Ann Crotty Writer-at-large
Picture: ISTOCK
Picture: ISTOCK

Six years after telling the Competition Tribunal it regarded glass manufacturing as one of its core businesses and wanted to expand it, Nampak has told shareholders it is selling its glass division.

As the competition authorities are unlikely to agree to a deal with the most obvious buyer, Consol, analysts say the business could end up back in foreign hands.

In November 2011, Nampak spent R938m to acquire the 50% of its glass business it did not own from joint venture partner, German-based Wiegand-Glas.

At the time Nampak CEO Andrew Marshall said the acquisition was part of a strategy of "investing in our core businesses where we believe we have competitive advantages".

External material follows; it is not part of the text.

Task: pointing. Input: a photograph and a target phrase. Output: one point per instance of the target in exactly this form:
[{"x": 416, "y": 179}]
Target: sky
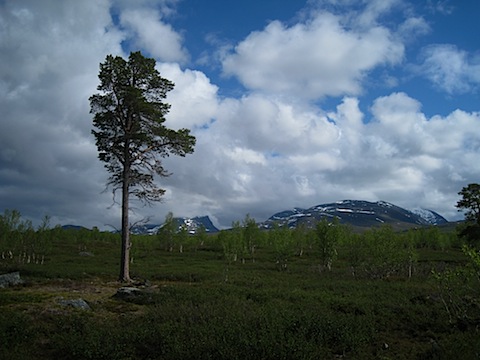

Over the past six years, the company had spent the equivalent of its market capitalisation on capital expenditure and had nothing to show for it

It was planning to invest up to R4bn over the following five or six years in building new glass furnaces in SA and elsewhere on the African continent.

In a trading update released on SENS, the Nampak board informed shareholders it had decided to sell the business.

"To ensure the long-term profitability of glass and to address the operational skills gap, the board has resolved to approach packaging industry players to invite proposals for the sale of the glass business," it said. Exploratory discussions had been held with a number of strategic partners and a formal corporate finance disposal process was in process, it said.

During a teleconference with analysts after the announcement, Nampak management indicated it did not have the necessary expertise or scale. "It was an unmitigated disaster," said one analyst who added it was quickly apparent Nampak struggled without the expertise of the German partner. Over the past six years, the company had spent the equivalent of its market capitalisation on capital expenditure and had nothing to show for it, he said.

The trading update revealed a better-than-expected performance during the five months to end-February. Renewed consumer confidence and increased spending were expected to lift demand for packaging in the remainder of the financial year.

"Gains from improved operating efficiencies and cost savings from a reduced manufacturing footprint are expected to mitigate the impact of the new entrant in the beverage can market," said Nampak, referring to Golden Era.

There was also good news on the Nigerian and Angolan fronts where demand had picked up. However, shareholders were warned that US dollar shortages in Angola and Zimbabwe could result in foreign currency translation effects.